The global shock of the pandemic was a wake-up call.
The local shock of the atmospheric river is, no pun intended, a bucket of water on us to get out of bed and meet the day.
The extraordinary damage to large pockets of our province last week was the closest we will come to suffering the big one. In sitting in for a few sessions years back on how the community would be struck by a major earthquake – and what would be the media’s role in helping everyone contend with the carnage – the images and anecdotes from the melée and the aftermath were eerily similar to what the experts said we could expect from a seismic disaster.
But we don’t appear to be learning some of the important recent lessons on our economic systems, particularly on the permanent changes we need to abide. We are instead focused unduly on the delusion that COVID-19 permits us to recreate 2019.
We have conditioned ourselves over the pre-pandemic years through technology and global systems to expect that what we want will always be at hand or is always on its way. We have erased traditional borders and pushed for the elimination of barriers to ensure a frictionless supply of our needs.
And along the way we have grown our communities, particularly in beautiful British Columbia as an attractive place to live, while burdening infrastructure that was ostensibly built for earlier, simpler, smaller demands.
The generosity of our environment is appreciated locally without necessarily being sustained and rewarded locally. We have also chosen in increasing measures to bypass the local economies of merchants that in that bygone era circulated our spending in the community and afforded us resources to pay for our needs.
The supply chain breakdown early in COVID-19 ought to have jarred us to understand the need for local inventories to continue production, the requirements of redundancies and a continued attention to contingencies – and, yes, a riveted priority on that least glamorous of public spending topics, infrastructure.
But instead the effort in the pandemic has been to intensify the focus on restoring that easier, lowest-cost option from faraway suppliers and to faraway markets.
Well, let’s hope we’re awake at the switch now.
Building back better also needs to be about building back better balanced.
This isn’t simply a matter of meeting the climate change challenge, as some would argue. It is evident from the damage from the rains and winds that our critical dependence on fossil fuels cannot soon cease. Tell that to the people of Princeton, Merritt and Abbotsford who froze or needed to flee. The sensible strategy remains a just transition of energy, not what would be a shorter-term cessation of resource use.
This also isn’t simply a public financing challenge, as others would argue. It is evident from the pandemic that has dug a deep hole worrisome over the longer term nationally and provincially that will only burrow further with the impact of tens of billions in damage from a 48-hour cataclysm in many communities. Like the climate change issue, this is not something to rapidly repeal to save the treasury’s draw on the economy. We’re kinda stuck in deficit and debt hell.
Instead, these two tragedies call upon us to rethink elements of our economy to make what seem to be paradoxical decisions: to be more communal and to be more selfish at once, so that we are looking after ourselves with more certainly and sustainably, but ensuring that we are examining and addressing harm to others as we do so.

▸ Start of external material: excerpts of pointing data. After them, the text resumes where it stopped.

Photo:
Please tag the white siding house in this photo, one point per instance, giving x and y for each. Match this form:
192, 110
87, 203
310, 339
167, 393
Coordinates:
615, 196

For governments of the day, it might mean walking back their talk. (An example: the BC NDP’s commitment to deal only with unionized workers for infrastructure projects seems insufficiently nimble for the time being.) Mainly, though, it imposes a deepened accountability on political systems, in part to talk to the public about the frailty of the infrastructure and to place public security as a new Job 1.
If politicians are to talk about their long-term vision, it now has to be better balanced with important, immediate, safer supply of water, of heat and of emergency services.

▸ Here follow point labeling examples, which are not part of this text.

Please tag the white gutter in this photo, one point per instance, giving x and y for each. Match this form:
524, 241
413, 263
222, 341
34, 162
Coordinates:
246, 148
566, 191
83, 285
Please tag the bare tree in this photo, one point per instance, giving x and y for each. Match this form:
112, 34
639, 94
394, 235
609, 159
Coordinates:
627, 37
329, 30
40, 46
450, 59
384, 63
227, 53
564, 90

Our partisanship politically has to take on a more collaborative quality. We definitely can’t afford the political gridlock of America, where the president’s initially intelligent vision for infrastructure became yet another pork barrel in recent weeks to gain grudging support.

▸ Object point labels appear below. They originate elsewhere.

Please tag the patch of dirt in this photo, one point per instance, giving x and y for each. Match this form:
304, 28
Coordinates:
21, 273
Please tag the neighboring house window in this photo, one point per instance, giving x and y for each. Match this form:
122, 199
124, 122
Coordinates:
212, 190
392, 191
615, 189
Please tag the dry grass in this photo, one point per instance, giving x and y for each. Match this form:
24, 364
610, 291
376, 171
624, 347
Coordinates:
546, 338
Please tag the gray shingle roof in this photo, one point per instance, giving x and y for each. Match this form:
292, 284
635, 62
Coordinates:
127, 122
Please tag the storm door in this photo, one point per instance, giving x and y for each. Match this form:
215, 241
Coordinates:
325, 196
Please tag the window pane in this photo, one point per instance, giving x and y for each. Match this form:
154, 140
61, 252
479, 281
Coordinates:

Much as COP26 made progress on slowing the pace of rising temperatures, it does not roll the clock back as much as it tries to slow down the inevitable environmental effect of human activities to date.
I’ve heard our premier and others suggest that we need to get a stronger grip on the climate challenge to avert events like last week’s, but surely science suggests that isn’t the case. These events are upon us, the planet won’t suddenly cool by imposing any number of parking taxes and pain at the pumps, and our response to global warming is more likely to mean the stir of severe weather events won’t be suffocated as much as stabilized at a certain rate. We will have to live with the frightening coronavirus and the frightening climate.
It’s more a matter of our preparation for these features, not any pretension that we can evade them. Which calls upon a different narrative from leaders, an appreciable levelling with the public about the shape we’re in and how we get ourselves fit. Locally, too, it would help to stay in its lane.
And, before I let our business off the hook, there is an important role for media in this. Our hyperattentive tendencies have to be blended better with intelligent, accessible, even compelling work to drive the public affairs experience. We are also a system that has strayed and needs to better stick to its knitting. We all have work to do. •
Kirk LaPointe is publisher and editor-in-chief of BIV and vice-president, editorial, of Glacier Media.